Maps of PM concentration were prepared from monitor data. The database was accessed remotely and the raw data were uploaded and plotted using MATLAB. To compare the effects of area-specific CFs, a common field calibration slope and sensor-specific intercepts were used to convert sensor output from voltage to mass concentration. Two maps of respirable concentration were then prepared with: (1) a single, mean CF determined at the central location; and (2) using location-specific CFs determined throughout the facility. A third map was created to display the difference between the two maps applying different CFs.

Results and Discussion

Sensor calibration parameters

The overall linear regression for the 8-month deployment between each of the three co-located sensors and uncorrected (i.e., raw) pDR1000 concentration as well as the mean linear regression line (shown by a dashed line) with corresponding linear regression equations are shown in Figure 2. The overall field calibration slopes and intercepts for each sensor were statistically significantly different (α = 0.05; Table S1. These calibration slopes and intercepts determined in the field were statistically significantly different compared to the laboratory slopes and intercepts (α = 0.05; Table S1).
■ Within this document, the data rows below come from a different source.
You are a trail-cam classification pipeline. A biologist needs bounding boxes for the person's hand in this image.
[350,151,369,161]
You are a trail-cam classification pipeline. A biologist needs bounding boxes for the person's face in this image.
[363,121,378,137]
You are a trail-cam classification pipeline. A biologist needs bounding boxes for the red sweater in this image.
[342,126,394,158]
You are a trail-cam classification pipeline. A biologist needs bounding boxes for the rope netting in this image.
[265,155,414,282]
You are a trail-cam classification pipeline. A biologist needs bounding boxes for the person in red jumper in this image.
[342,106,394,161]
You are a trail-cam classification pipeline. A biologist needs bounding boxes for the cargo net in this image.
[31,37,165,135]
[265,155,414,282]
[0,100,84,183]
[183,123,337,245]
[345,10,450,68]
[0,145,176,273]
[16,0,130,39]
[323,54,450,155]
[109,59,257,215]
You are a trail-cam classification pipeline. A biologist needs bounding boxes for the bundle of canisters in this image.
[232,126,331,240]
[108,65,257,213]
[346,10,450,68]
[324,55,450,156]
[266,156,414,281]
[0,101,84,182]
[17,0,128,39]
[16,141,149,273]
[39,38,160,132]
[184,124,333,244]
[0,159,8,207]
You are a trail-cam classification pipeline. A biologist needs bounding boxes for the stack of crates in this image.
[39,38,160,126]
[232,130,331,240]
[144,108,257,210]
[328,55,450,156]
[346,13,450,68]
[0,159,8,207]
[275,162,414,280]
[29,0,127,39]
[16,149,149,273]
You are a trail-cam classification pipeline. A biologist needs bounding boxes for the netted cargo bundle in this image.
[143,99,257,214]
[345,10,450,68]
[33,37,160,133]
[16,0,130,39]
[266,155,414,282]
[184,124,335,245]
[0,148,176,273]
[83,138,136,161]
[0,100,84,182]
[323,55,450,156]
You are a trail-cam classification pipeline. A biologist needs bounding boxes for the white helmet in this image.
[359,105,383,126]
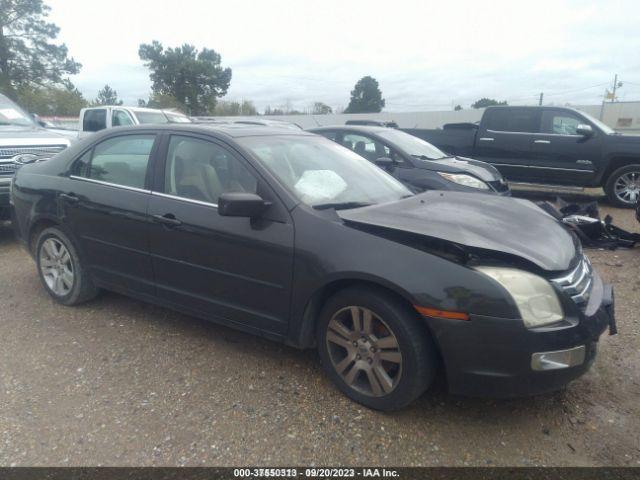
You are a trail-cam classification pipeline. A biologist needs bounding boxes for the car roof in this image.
[85,105,166,113]
[98,123,312,138]
[308,125,397,133]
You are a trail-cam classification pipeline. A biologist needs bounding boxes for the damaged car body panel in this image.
[12,125,615,404]
[338,192,577,271]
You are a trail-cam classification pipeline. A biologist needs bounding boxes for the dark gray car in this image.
[309,125,511,195]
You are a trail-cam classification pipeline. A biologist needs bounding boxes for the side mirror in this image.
[218,192,269,218]
[576,123,593,137]
[373,157,396,170]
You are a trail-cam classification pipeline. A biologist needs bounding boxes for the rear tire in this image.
[35,227,98,305]
[317,287,438,411]
[604,164,640,208]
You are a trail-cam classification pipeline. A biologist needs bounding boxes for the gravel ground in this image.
[0,194,640,466]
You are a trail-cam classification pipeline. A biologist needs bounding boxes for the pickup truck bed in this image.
[404,106,640,207]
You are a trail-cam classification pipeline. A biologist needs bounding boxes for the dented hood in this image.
[337,191,577,270]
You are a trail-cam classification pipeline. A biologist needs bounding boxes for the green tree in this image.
[344,76,385,113]
[0,0,81,98]
[138,40,231,115]
[213,100,258,117]
[93,85,123,105]
[471,97,507,108]
[15,80,88,117]
[146,93,184,110]
[311,102,333,115]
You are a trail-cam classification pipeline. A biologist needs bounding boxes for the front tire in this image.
[604,164,640,208]
[317,287,437,411]
[35,227,98,305]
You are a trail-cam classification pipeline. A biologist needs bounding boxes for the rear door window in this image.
[164,135,258,204]
[542,111,585,135]
[483,108,540,133]
[74,134,155,188]
[342,133,391,162]
[111,110,133,127]
[82,108,107,132]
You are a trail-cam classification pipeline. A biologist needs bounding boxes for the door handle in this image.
[151,213,182,227]
[60,192,80,203]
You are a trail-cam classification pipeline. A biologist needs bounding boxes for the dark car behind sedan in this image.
[11,124,614,410]
[309,125,511,195]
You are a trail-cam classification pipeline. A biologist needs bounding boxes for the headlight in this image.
[476,267,564,328]
[438,172,489,190]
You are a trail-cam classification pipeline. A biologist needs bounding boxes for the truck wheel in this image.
[36,227,98,305]
[317,287,437,411]
[604,164,640,208]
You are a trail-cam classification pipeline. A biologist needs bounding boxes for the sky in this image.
[45,0,640,112]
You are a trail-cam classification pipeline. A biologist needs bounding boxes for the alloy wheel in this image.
[613,171,640,205]
[326,306,402,397]
[40,238,75,297]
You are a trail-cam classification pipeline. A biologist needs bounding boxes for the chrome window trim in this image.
[150,190,218,208]
[485,160,593,172]
[69,175,151,193]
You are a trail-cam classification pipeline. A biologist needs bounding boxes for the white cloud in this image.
[49,0,640,111]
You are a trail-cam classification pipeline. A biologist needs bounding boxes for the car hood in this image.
[337,191,579,271]
[414,157,502,182]
[0,125,70,146]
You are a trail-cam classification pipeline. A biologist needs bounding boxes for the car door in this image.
[59,132,156,295]
[149,134,294,335]
[474,107,544,182]
[532,109,602,186]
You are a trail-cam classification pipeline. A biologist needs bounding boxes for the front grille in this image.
[0,145,67,159]
[551,256,593,307]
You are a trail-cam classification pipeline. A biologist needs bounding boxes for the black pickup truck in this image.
[405,107,640,207]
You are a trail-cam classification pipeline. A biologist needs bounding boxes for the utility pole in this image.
[611,73,618,103]
[611,73,622,103]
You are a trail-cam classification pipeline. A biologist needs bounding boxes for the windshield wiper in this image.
[411,153,452,160]
[313,202,373,210]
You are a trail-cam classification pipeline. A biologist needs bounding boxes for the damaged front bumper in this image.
[426,273,617,398]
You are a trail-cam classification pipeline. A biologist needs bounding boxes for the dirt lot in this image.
[0,194,640,466]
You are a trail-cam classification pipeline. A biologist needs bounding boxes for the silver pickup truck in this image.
[0,94,70,221]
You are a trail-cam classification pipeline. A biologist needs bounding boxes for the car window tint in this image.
[85,135,155,188]
[342,133,391,162]
[71,149,93,177]
[543,111,584,135]
[483,108,540,133]
[111,110,133,127]
[318,130,338,142]
[165,135,258,204]
[82,108,107,132]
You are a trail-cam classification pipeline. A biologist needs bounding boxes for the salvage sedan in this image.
[309,125,511,195]
[11,125,615,410]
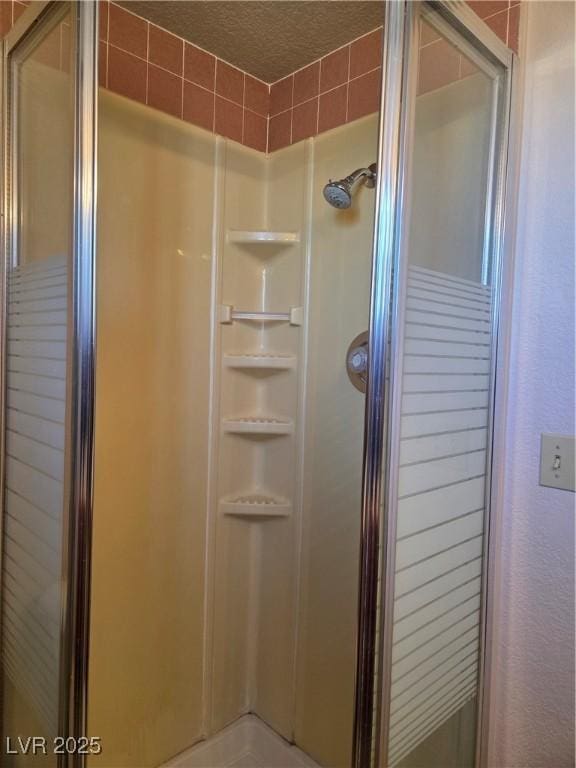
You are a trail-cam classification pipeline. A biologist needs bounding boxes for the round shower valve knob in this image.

The higher laboratory slope values were attributed to differences in the properties of the aerosol used in the laboratory (salt) compared to those of the aerosol in the field, such as size distribution and refractivity. It has been shown that optical sensor output signal is much lower for aerosols from welding fumes compared with salt particles.[21] These intercept results support the suggestion by Sousan et al.[22] to use a unique intercept for each sensor.

Figure 2.

Figure 2.

Overall calibration used to convert sensor voltage to photometric-equivalent mass concentration at the central location for the 8-month deployment. Linear regressions for the three co-located low-cost sensors were plotted against 5-minute uncorrected (i.e., raw) pDR1000 photometric-equivalent mass concentrations. Circles, squares, and triangles show data points for sensors 1, 2, and 3, respectively. Solid lines show linear regressions of each individual sensor and the dashed line represents mean linear regression of the three co-located sensors.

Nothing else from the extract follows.